Ken has a few Samsung 8500 TVs and would like to listen to them with headphones via TOSLINK. Leo says that TOSLINK is optical, but there are many TOSLINK-analog converters out there. Leo says to go to Monoprice.com since they make a similar box for about $20. He will also need to get an amplifier for them. Check out Headphones.com for that.
Scott Wilkinson joins us to talk about hearing loss. Tomorrow is World Hearing Day and Scott says hearing loss is caused by being exposed to sounds that are simply too loud. That means loud music, listening to headphones, etc. You can get custom moulded headphones with flat filters that will help musicians and radio people save their hearing. Puro Sound Labs is offering wireless, Bluetooth, noise cancelling headphones for kids, and they limit sound to 85db. Leo says Etymotics has Etymotics Kids as well.

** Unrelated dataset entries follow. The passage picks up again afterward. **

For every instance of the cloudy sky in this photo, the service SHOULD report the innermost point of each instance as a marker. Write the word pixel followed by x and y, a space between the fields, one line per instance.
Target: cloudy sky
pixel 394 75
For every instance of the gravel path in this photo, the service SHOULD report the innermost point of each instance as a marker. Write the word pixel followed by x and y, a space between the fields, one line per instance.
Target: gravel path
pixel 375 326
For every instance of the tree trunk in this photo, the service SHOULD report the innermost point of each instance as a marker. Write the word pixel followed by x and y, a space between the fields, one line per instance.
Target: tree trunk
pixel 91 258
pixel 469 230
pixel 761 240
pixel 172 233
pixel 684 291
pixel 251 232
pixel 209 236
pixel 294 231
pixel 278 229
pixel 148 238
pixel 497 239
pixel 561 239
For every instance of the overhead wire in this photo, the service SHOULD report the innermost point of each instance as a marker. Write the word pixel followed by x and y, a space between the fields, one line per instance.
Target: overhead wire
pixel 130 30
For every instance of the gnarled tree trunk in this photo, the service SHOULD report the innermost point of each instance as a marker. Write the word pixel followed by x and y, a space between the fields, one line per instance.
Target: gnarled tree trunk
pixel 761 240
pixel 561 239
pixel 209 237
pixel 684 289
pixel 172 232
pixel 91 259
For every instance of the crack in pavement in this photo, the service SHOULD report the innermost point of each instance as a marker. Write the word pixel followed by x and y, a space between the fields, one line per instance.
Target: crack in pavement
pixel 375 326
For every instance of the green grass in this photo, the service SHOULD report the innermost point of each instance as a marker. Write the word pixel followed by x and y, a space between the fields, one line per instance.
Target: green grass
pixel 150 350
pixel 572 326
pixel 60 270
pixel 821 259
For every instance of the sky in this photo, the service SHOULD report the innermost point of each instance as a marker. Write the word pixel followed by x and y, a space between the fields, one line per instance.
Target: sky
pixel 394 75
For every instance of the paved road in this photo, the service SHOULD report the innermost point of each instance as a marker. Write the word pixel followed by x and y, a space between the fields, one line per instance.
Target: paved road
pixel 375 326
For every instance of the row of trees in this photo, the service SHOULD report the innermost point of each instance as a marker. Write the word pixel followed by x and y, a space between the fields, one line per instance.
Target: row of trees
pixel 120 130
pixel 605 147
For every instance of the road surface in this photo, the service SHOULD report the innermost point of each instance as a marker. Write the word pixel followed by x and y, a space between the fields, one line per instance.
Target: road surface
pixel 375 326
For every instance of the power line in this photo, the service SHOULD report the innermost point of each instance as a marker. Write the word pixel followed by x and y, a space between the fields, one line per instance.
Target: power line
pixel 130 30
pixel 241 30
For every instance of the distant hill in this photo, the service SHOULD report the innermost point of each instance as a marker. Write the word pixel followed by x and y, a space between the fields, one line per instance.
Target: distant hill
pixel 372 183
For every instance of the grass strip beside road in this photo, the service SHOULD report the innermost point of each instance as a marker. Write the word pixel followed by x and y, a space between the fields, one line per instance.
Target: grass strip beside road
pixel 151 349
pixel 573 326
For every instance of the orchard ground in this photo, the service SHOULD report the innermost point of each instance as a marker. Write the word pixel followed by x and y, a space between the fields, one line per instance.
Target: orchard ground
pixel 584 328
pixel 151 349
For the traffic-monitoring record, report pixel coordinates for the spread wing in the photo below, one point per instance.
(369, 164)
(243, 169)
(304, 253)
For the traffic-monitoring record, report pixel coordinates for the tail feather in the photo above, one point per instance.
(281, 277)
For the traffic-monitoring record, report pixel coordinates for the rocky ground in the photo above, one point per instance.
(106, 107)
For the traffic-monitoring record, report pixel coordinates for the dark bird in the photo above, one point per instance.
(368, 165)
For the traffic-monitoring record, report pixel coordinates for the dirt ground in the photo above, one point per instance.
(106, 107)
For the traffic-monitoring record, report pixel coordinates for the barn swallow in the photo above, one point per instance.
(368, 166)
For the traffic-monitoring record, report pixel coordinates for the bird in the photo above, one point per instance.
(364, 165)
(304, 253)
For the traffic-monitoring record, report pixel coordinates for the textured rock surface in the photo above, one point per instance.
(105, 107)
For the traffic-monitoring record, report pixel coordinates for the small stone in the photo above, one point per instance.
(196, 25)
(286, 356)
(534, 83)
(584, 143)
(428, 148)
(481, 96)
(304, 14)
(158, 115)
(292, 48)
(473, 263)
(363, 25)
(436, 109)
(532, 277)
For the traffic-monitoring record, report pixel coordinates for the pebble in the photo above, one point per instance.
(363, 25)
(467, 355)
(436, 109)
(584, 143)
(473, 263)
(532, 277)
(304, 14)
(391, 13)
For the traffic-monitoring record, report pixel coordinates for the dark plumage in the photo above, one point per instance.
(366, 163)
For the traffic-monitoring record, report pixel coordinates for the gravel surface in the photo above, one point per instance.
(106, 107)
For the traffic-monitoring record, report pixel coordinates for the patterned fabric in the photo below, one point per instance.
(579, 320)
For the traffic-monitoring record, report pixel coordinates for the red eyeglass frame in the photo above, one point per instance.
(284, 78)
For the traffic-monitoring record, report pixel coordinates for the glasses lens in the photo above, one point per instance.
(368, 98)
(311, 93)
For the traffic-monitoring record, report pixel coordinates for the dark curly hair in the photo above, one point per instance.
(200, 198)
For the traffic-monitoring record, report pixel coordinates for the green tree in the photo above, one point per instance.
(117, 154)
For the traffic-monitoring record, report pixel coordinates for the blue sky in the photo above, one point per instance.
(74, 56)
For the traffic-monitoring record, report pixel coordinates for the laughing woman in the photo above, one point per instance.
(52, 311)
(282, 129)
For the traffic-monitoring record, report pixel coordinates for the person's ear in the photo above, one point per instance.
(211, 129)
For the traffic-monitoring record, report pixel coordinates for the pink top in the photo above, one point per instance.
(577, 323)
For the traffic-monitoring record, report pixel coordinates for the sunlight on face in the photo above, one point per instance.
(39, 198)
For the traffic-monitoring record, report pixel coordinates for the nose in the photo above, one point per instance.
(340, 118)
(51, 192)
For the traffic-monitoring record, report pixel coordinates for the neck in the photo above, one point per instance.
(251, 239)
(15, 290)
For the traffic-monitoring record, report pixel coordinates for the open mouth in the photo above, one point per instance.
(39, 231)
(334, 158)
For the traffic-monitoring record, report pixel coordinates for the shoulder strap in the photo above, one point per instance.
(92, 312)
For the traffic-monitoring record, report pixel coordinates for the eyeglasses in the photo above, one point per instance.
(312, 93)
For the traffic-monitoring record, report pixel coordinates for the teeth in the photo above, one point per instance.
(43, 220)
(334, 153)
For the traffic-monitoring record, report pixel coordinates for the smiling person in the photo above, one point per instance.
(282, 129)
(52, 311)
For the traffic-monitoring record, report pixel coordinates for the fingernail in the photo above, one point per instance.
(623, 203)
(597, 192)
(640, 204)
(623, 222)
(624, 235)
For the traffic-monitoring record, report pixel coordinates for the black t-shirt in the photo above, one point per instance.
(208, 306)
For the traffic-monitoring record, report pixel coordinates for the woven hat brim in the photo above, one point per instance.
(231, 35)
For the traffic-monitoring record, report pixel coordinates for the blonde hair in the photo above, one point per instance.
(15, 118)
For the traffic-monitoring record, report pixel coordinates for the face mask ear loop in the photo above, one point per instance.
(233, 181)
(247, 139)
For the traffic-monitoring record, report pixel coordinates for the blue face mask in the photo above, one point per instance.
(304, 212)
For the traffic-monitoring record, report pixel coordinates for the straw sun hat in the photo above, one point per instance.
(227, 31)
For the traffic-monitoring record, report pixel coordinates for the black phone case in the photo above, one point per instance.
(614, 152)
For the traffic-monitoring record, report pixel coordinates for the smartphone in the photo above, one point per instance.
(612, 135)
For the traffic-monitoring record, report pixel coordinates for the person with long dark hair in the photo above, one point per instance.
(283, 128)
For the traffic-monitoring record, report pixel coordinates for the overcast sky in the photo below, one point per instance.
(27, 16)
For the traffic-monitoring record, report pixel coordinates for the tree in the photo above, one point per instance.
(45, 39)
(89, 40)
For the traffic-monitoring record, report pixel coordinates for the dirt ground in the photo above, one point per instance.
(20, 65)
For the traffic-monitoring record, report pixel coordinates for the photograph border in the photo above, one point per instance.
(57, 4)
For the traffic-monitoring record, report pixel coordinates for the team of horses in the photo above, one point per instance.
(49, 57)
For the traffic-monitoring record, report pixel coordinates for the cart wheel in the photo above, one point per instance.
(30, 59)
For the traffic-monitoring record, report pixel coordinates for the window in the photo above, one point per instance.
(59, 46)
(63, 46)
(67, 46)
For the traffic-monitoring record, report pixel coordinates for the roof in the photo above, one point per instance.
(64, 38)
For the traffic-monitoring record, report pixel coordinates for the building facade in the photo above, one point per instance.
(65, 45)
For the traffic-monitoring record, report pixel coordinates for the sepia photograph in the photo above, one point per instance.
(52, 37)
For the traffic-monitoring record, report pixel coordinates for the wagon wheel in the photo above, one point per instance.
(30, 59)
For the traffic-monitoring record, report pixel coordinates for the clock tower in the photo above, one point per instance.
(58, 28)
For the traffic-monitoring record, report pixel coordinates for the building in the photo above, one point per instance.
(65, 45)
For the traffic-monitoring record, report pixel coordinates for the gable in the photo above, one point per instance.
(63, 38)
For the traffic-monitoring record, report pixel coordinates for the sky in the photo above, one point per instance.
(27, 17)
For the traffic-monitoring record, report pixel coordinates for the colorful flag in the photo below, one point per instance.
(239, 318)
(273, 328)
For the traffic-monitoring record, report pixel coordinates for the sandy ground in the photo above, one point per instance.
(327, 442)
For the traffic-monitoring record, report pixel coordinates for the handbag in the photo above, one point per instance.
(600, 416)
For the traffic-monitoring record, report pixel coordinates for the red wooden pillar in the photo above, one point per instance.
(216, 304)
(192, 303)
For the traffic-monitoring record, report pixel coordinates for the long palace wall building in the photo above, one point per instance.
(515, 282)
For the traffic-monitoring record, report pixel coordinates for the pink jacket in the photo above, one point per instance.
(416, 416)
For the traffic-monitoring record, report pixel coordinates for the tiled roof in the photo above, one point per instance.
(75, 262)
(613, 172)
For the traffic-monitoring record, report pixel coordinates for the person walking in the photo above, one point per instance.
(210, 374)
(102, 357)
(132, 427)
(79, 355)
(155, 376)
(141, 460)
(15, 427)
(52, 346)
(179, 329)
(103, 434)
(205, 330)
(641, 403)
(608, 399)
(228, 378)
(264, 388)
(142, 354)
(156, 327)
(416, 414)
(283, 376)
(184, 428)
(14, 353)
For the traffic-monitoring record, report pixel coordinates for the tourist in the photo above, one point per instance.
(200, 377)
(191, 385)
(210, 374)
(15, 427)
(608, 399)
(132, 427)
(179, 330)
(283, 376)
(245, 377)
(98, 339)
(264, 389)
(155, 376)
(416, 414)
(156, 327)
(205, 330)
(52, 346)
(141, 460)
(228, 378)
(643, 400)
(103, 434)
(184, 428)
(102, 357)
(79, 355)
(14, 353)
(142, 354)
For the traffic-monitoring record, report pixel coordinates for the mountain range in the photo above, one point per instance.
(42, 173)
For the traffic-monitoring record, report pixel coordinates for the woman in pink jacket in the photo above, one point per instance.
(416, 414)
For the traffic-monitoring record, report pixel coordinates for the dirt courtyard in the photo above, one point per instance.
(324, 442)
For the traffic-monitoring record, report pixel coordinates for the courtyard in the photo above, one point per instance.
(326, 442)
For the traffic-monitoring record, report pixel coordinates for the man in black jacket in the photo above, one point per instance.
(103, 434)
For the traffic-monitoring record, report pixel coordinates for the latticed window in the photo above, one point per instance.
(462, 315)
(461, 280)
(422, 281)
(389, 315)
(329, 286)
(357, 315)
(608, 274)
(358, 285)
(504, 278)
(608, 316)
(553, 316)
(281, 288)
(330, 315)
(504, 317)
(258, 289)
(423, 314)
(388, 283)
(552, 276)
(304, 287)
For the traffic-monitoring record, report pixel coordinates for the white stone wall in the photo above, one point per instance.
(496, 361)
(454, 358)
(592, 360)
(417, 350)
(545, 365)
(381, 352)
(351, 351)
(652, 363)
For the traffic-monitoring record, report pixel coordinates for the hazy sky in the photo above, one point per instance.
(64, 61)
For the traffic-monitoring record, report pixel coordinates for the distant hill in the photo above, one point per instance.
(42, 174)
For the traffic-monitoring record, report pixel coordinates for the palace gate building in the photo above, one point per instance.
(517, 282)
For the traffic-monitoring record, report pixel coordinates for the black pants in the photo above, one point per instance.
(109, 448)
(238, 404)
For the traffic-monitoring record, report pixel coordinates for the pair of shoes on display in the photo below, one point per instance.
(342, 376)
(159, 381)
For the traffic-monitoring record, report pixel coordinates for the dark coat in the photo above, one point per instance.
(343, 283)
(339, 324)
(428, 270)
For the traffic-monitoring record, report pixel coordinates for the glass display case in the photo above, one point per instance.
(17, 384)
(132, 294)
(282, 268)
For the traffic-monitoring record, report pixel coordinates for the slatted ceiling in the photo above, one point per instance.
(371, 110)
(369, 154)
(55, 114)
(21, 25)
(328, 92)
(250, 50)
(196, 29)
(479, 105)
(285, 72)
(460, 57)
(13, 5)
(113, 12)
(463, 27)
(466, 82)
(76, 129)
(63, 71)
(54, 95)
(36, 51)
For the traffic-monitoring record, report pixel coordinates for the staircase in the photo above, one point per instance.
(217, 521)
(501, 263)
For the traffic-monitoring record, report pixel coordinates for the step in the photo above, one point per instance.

Paul is interested in Noise Canceling headphones. Are they like earplugs? Leo says not exactly. It uses "anti sound" to cancel out the noise around him. But it doesn't work perfectly. It's great for low rumbling constant noise, but for sudden, brief noise, it can be lacking. For that, Leo recommends in ear monitors.
Scott is back from CES and this week he wants to talk about the audio gadgets he saw. A lot of the high end audio was at the Venetian Hotel. But Scott says that audio had a much smaller presence at CES this year, and Scott thinks that audio companies are going to be going to regional shows to offer their goods rather than spend a ton of money at CES. And it's difficult to rise above the noise at a larger convention. Smaller, regional shows offer a big fish in a small pond kind of vibe.
Don recently bought a new LG TV, and he likes to watch TV with ear phones, but his wife doesn't. When he uses the earphone jack, it shuts off the speakers. What can he do? Leo says the easiest way to do it is to use dual audio outputs. Leo recommends a sound bar that he can plug into the optical port, and then he can use the headphones with the headphone jack. Vizio makes a good budget sound bar for around $100. The other option is an analog splitter.
Henry heard that Apple will be releasing a new version of AirPods. Should he wait? Leo says that there won't be a completely redesigned AirPod for another year, according to insiders.
Eileen bought a Bose sound system, which is connected to an optical splitter, so they can use her headphones too. But now the headphones won't work after a power surge. Leo says it's possible that the power surge fried the optical splitter. She should check if the headphones work with her TV (she may need to change her audio settings in the TV). It may also be possible that the settings changed in her TV, so she should look in there and see what it's offering. She may need to reset it to PCM unencoded audio or something similar. She should just try different settings.
Both of Seth's parents are now hard of hearing and they need headphones to watch TV. Is there a system that can do it for them? Leo says that hearing aids now can pair to the TV. So if they need a hearing aid, that's a good feature to get. But if he wants headphones, Leo got his mother a pair of Sennheiser wireless RF headphones. They work much better than Bluetooth.
Neil has Apple AirPods, and he says that the connection drops out a lot. Leo says that's because it uses Bluetooth and it's an antiquated technology that wasn't all that great to begin with. Bluetooth is well known for not always maintaining a stable connection. But Apple has put AirPods on deep discount and Leo suspects a version 2 is coming next month.
Here's a totally new product from Bose. No, it's not active noise reduction, which Bose is famous for, but a brand new way to mask annoying nighttime noises. Things like noisy neighbors, construction; or when traveling, vending machines, elevators, etc. Active noise reduction doesn't work for sleep, so they came up with a new technology, noise-masking. The new device is dubbed Bose sleepbuds. They don't (and can't) stream music, but they offer 10 preloaded soothing sound tracks (water, rustling leaves, crackling fire, etc.) designed to match and mask the unwanted noise.